Protesting students sent away from Chinese universities

Chinese students along with others demonstrated against the Chinese government’s corona policy. Universities are sending them home in the hope of stifling the protests.

Students in Leeds demonstrate their solidarity with Chinese protests. (Photo: @ZhouFengSuo | Twitter)

Universities in Beijing and Guangdong have sent students home after a weekend of demonstrations, sometimes days away from travel. The official reason is to protect them from covid, but the measure may also dampen protests, notes US media channel PBS. ‘Chinese leaders are wary of universities, where a lot of activism took place, such as during the Tiananmen Square protests.’

In news reports on the demonstrations in China against the president and his coronavirus policy a lot of international media attention is being paid to the 1989 student protest. The current protests are probably the biggest since that year.

The student protest at that time took place at Tiananmen Square. A particularly famous photo shows how one student blocked a procession of tanks. That protest resulted in a bloody crackdown and it is forbidden in China to mention it or commemorate it.
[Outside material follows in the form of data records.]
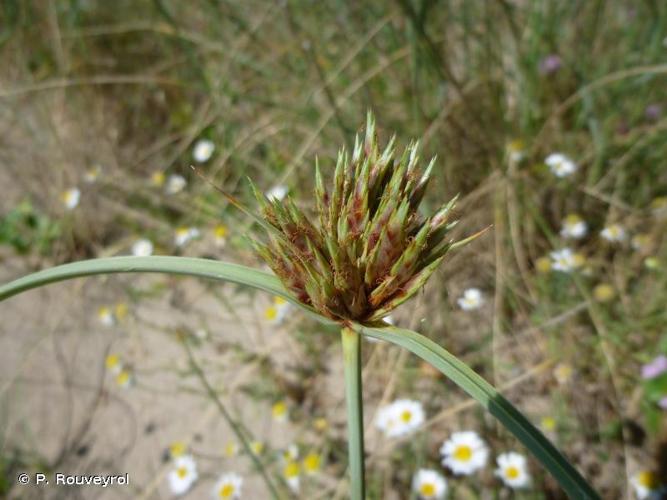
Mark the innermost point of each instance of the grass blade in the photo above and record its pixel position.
(463, 376)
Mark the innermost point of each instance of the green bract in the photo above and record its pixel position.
(370, 248)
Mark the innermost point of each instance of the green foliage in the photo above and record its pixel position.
(26, 229)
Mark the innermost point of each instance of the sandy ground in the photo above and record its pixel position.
(60, 403)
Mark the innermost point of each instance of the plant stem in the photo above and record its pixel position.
(355, 412)
(230, 421)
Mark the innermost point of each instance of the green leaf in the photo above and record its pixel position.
(203, 268)
(513, 420)
(567, 476)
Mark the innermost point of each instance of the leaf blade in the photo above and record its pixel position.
(512, 419)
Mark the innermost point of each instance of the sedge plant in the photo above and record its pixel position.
(367, 250)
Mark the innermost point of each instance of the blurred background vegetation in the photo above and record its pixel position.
(126, 88)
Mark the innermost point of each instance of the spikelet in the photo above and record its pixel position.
(371, 250)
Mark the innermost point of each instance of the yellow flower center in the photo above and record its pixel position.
(226, 491)
(427, 489)
(279, 409)
(311, 462)
(291, 470)
(271, 313)
(543, 265)
(463, 453)
(512, 472)
(647, 479)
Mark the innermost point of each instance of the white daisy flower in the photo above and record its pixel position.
(175, 184)
(574, 227)
(279, 411)
(106, 316)
(471, 299)
(228, 487)
(565, 260)
(401, 417)
(203, 150)
(71, 198)
(513, 470)
(92, 174)
(177, 449)
(277, 192)
(220, 235)
(560, 165)
(429, 484)
(185, 235)
(142, 248)
(644, 483)
(613, 233)
(183, 475)
(464, 453)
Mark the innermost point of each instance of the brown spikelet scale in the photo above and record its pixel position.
(368, 249)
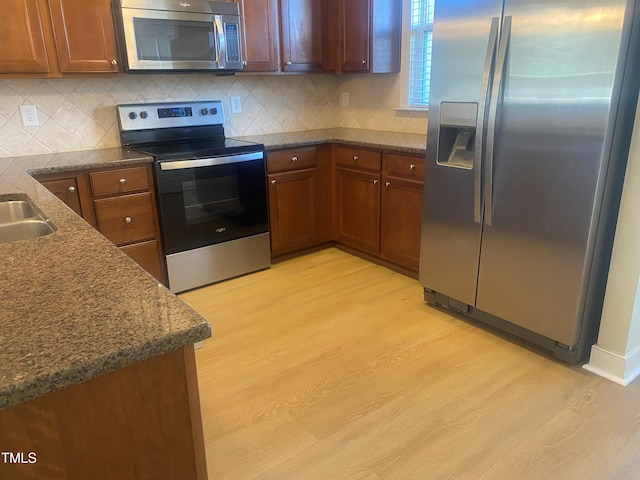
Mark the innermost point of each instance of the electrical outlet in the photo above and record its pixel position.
(236, 105)
(29, 115)
(344, 102)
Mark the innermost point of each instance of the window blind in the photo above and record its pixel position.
(420, 52)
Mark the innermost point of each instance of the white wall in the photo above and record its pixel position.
(616, 355)
(79, 114)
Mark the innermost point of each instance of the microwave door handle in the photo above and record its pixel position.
(219, 44)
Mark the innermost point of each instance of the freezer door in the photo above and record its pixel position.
(464, 38)
(551, 151)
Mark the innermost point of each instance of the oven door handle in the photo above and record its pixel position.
(210, 162)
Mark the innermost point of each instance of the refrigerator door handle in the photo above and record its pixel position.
(493, 113)
(482, 109)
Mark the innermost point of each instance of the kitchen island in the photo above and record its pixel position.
(97, 369)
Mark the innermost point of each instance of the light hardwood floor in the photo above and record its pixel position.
(329, 367)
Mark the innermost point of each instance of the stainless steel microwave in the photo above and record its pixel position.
(182, 35)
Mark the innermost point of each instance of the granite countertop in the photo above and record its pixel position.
(73, 306)
(401, 142)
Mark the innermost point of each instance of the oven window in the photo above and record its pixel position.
(171, 40)
(208, 205)
(205, 198)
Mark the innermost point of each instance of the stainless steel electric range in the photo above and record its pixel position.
(212, 193)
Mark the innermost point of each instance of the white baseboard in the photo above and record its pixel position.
(617, 368)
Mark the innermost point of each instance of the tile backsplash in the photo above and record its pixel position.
(79, 114)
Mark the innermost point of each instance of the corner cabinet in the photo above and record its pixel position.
(50, 38)
(305, 36)
(401, 208)
(357, 185)
(299, 182)
(260, 36)
(121, 204)
(370, 34)
(84, 36)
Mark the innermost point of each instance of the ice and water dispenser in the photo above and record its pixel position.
(457, 135)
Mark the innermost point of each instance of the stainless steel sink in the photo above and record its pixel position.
(15, 210)
(20, 219)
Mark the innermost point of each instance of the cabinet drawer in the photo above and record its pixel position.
(126, 219)
(356, 158)
(291, 159)
(404, 166)
(122, 180)
(147, 255)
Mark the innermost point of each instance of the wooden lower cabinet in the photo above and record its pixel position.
(299, 197)
(400, 221)
(357, 219)
(142, 421)
(292, 209)
(121, 204)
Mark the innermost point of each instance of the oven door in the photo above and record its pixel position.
(164, 40)
(211, 200)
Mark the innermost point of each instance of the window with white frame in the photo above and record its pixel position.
(420, 40)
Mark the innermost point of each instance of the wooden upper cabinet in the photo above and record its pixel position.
(305, 45)
(84, 36)
(370, 33)
(354, 39)
(260, 36)
(22, 44)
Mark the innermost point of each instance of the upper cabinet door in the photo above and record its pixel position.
(84, 36)
(260, 45)
(22, 47)
(304, 36)
(355, 35)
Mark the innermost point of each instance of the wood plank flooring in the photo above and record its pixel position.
(330, 367)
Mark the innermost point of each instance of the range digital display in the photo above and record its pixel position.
(175, 112)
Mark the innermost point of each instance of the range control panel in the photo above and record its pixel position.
(145, 116)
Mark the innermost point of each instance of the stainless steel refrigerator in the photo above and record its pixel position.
(531, 111)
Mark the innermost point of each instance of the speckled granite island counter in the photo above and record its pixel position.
(97, 372)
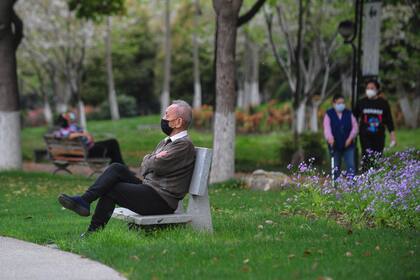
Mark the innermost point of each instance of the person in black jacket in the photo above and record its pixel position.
(374, 114)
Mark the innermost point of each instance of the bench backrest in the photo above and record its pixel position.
(65, 149)
(201, 172)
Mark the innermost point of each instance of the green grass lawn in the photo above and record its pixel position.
(255, 237)
(138, 136)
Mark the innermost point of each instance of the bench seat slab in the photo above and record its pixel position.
(132, 217)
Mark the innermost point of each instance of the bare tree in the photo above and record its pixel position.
(112, 96)
(227, 21)
(165, 96)
(196, 60)
(10, 37)
(306, 65)
(58, 41)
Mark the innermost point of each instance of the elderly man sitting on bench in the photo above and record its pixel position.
(165, 176)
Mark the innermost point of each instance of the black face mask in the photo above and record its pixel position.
(164, 125)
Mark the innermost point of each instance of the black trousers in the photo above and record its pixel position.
(372, 148)
(107, 148)
(119, 185)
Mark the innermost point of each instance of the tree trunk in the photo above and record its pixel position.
(112, 96)
(223, 164)
(62, 94)
(10, 36)
(345, 85)
(82, 114)
(48, 112)
(254, 94)
(313, 123)
(196, 59)
(300, 117)
(251, 95)
(165, 96)
(299, 106)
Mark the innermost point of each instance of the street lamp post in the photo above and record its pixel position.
(349, 30)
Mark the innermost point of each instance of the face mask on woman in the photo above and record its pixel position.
(339, 107)
(370, 93)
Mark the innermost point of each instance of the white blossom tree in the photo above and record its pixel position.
(57, 43)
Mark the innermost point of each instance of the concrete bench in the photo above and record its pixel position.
(64, 152)
(198, 210)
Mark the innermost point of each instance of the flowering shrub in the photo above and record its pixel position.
(386, 195)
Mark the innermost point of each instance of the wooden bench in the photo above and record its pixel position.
(198, 211)
(64, 152)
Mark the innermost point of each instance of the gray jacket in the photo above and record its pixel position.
(170, 175)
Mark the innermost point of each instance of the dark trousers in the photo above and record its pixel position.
(372, 149)
(119, 185)
(107, 148)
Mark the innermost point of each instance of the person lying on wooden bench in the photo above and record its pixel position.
(165, 176)
(109, 148)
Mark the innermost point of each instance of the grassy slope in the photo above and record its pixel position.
(252, 151)
(291, 247)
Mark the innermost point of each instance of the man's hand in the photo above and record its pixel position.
(162, 154)
(348, 142)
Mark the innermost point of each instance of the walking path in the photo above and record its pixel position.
(24, 260)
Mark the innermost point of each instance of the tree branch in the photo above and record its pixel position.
(250, 14)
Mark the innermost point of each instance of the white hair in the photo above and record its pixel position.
(184, 111)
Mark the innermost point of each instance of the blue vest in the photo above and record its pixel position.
(340, 128)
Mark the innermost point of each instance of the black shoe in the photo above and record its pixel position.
(75, 203)
(91, 230)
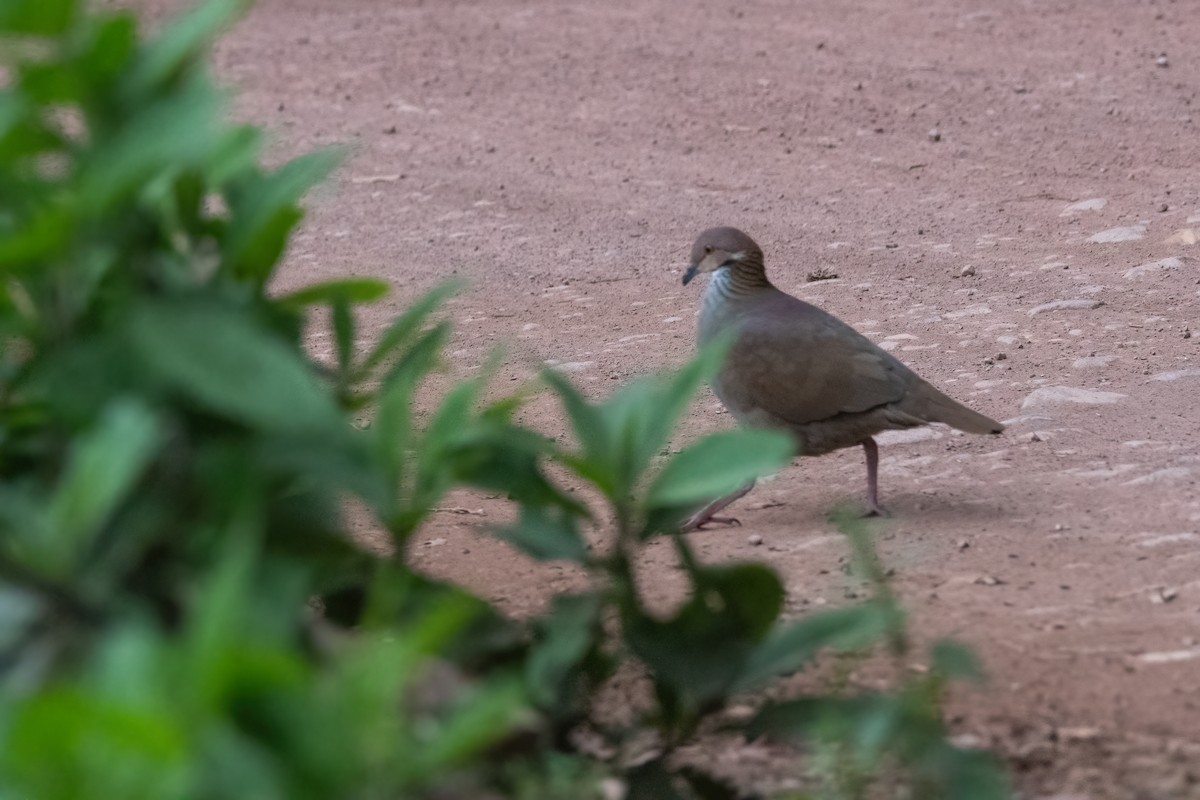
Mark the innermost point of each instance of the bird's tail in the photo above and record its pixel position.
(935, 407)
The major protests in recent days ensued from a fire in an apartment building in which ten residents died. The demonstrators believe that the residents were unable to escape because of the coronavirus restrictions.

Many cities have been subjected to lockdowns lasting many months. In addition, local officials sometimes take even tougher measures on their own initiative, probably to avoid being held accountable for an outbreak.

That is the case on university campuses and even the government seems to consider this a problem. If the campus is not regarded as a big coronavirus risk, the policy conducted by the officials must not go too far, the Chinese government has announced.

But the demonstrators want even more freedom, chanting that Chinese president Xi Jinping should resign, according to Al Jazeera. Such statements are unprecedented.

White paper
The symbol of the protests is a sheet of white paper, illustrating that the demonstrators are not allowed to say anything. Freedom of speech is banned in China. The censorship is so extreme that even the names of cities where demonstrators have taken to the streets, such as Shanghai, may not be mentioned at present on Chinese social media.

To stifle protests, universities are sending students home, says the American news agency Associated Press. After all, if students are no longer on the campus, they cannot gather together.

The protests are reminiscent of those in Iran, where many students have been rebelling for months against the totalitarian regime, with the motto ‘Woman, life, freedom’. The trigger for that was the death of a young woman who was arrested by the morality police. Many famous Iranians have expressed their support, including the captain of the Iranian football team at the World Cup in Qatar.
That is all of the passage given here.